This is an open access article distributed in accordance with the Creative Commons Attribution Non Commercial (CC BY-NC 4.0) license, which permits others to distribute, remix, adapt, build upon this work non-commercially, and license their derivative works on different terms, provided the original work is properly cited, appropriate credit is given, any changes made indicated, and the use is non-commercial. See: http://creativecommons.org/licenses/by-nc/4.0/.
Statistics from Altmetric.com
If you wish to reuse any or all of this article please use the link below which will take you to the Copyright Clearance Center’s RightsLink service. You will be able to get a quick price and instant permission to reuse the content in many different ways.
STRENGTHS AND LIMITATIONS OF THIS STUDY
First validation study of an artificial intelligence (AI) model in a low-risk to intermediate-risk cohort without the use of any additional non-invasive or invasive tests.

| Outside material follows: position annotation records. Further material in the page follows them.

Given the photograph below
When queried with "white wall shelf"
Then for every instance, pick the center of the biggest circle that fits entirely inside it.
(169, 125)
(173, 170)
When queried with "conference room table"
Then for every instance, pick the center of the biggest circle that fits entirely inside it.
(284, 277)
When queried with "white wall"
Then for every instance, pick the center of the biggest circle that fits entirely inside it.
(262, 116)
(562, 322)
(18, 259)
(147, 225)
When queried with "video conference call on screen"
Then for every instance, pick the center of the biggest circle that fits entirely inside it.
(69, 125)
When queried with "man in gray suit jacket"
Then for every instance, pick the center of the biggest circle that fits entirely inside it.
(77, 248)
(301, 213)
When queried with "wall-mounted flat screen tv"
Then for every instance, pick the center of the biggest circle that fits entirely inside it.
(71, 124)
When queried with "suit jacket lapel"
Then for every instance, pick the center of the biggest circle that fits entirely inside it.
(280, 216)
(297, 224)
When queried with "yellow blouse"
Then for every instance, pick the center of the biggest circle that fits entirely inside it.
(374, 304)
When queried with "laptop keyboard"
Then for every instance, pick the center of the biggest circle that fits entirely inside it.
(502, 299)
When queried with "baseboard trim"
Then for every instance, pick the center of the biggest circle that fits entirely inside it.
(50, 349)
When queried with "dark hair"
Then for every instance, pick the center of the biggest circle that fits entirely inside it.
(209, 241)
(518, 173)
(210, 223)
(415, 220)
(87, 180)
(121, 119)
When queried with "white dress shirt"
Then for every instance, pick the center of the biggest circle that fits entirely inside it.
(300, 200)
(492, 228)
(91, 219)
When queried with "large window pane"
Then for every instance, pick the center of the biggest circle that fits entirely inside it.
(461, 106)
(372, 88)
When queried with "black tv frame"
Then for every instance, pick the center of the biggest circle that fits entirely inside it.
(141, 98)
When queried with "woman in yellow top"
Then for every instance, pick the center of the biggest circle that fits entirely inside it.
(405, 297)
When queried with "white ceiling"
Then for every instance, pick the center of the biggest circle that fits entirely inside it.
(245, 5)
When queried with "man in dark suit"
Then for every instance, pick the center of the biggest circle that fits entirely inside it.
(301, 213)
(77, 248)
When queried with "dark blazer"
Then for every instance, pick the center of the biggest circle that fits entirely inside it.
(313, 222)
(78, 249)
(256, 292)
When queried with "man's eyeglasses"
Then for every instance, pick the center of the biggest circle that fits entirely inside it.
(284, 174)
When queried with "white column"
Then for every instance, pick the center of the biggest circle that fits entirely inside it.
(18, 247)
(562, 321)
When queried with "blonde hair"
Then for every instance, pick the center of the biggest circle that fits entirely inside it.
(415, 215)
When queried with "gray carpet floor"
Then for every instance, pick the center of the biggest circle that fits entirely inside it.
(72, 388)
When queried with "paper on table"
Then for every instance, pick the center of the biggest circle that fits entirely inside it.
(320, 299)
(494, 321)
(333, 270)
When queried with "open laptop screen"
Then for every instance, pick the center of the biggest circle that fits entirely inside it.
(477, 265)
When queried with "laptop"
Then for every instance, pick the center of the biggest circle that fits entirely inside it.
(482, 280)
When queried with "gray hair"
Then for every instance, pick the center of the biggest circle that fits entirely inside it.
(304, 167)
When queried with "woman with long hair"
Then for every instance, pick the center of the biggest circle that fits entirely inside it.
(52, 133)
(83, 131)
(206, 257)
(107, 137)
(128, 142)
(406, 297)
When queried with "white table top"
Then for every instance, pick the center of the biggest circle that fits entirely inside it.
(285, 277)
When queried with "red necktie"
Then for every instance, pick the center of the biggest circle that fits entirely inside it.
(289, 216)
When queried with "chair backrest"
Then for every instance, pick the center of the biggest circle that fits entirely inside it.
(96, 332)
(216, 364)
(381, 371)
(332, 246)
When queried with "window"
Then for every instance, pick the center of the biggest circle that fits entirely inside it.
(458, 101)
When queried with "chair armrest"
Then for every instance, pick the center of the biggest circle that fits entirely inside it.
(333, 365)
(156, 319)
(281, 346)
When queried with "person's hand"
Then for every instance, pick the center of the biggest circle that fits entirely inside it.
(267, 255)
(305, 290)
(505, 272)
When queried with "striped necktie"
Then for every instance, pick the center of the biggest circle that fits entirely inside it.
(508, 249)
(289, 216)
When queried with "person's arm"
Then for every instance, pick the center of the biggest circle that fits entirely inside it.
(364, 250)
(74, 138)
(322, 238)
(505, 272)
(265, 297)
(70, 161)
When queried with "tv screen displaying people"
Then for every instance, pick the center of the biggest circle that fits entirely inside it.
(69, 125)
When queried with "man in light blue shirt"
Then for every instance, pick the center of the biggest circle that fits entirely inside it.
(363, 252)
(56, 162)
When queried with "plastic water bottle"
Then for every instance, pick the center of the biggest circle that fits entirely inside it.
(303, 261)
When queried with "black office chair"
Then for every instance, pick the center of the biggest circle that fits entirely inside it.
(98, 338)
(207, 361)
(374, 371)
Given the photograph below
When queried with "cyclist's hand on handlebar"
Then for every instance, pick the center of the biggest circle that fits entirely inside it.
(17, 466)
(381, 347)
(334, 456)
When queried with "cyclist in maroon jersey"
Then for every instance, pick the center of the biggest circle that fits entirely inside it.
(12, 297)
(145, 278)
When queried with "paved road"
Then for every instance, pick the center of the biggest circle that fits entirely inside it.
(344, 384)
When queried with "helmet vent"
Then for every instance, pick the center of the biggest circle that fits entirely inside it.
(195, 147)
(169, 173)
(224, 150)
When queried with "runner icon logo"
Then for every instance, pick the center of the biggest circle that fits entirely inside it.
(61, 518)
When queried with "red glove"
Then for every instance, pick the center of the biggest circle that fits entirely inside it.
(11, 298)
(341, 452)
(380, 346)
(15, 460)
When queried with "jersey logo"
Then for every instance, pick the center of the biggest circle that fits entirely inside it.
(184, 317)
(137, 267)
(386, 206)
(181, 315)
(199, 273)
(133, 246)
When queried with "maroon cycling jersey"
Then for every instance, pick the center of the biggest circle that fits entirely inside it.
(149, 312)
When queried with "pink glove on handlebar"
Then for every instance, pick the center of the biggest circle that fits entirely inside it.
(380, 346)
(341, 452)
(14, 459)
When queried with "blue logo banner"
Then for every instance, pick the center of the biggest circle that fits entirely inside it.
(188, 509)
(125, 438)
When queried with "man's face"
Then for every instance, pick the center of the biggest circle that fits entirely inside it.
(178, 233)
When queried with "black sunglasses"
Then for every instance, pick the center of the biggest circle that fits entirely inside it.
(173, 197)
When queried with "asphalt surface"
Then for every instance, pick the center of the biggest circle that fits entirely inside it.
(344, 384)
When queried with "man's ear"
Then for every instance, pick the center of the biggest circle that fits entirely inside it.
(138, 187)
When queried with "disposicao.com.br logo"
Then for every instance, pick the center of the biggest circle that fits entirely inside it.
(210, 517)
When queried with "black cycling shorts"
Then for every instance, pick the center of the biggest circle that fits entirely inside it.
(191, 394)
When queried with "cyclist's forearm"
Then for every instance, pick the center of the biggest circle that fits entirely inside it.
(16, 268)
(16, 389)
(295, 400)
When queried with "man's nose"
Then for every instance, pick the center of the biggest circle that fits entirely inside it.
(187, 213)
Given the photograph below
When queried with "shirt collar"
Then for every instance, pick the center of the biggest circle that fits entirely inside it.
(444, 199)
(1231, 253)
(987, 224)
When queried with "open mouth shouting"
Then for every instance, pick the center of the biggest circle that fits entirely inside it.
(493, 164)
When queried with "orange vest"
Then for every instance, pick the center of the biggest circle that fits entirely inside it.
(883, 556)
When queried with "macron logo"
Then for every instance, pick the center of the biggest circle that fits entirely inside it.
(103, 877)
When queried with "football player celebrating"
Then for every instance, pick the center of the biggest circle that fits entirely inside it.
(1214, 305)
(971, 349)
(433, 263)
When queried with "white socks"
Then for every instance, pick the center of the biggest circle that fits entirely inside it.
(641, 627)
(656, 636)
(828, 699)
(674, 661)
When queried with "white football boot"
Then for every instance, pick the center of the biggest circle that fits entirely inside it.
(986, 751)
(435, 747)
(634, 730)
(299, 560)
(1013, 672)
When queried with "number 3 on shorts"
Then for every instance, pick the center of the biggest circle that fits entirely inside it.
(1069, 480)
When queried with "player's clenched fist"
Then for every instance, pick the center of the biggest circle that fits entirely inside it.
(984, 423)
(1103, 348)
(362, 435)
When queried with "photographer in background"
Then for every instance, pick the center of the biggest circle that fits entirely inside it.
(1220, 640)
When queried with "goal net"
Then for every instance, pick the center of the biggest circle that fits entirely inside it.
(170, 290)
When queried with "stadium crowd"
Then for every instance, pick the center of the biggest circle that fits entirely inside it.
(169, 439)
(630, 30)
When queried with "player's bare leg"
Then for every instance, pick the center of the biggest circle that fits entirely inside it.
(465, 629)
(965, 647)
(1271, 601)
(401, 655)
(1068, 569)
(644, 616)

The memetic pattern-based algorithm model uses many easily available variables like blood results, ECG parameters and history of the patient in an outpatient clinic setting.
This validation study, comparing an AI model with the pending risk scores, is performed in real-world data of patients in an outpatient setting.
Strength is the validation in a real-world data set of outpatient clinic patients, where risk stratification is most necessary.
Limitation is the absence of invasive coronary angiography in all patients because it was only performed in the cohort when clinically indicated in patients.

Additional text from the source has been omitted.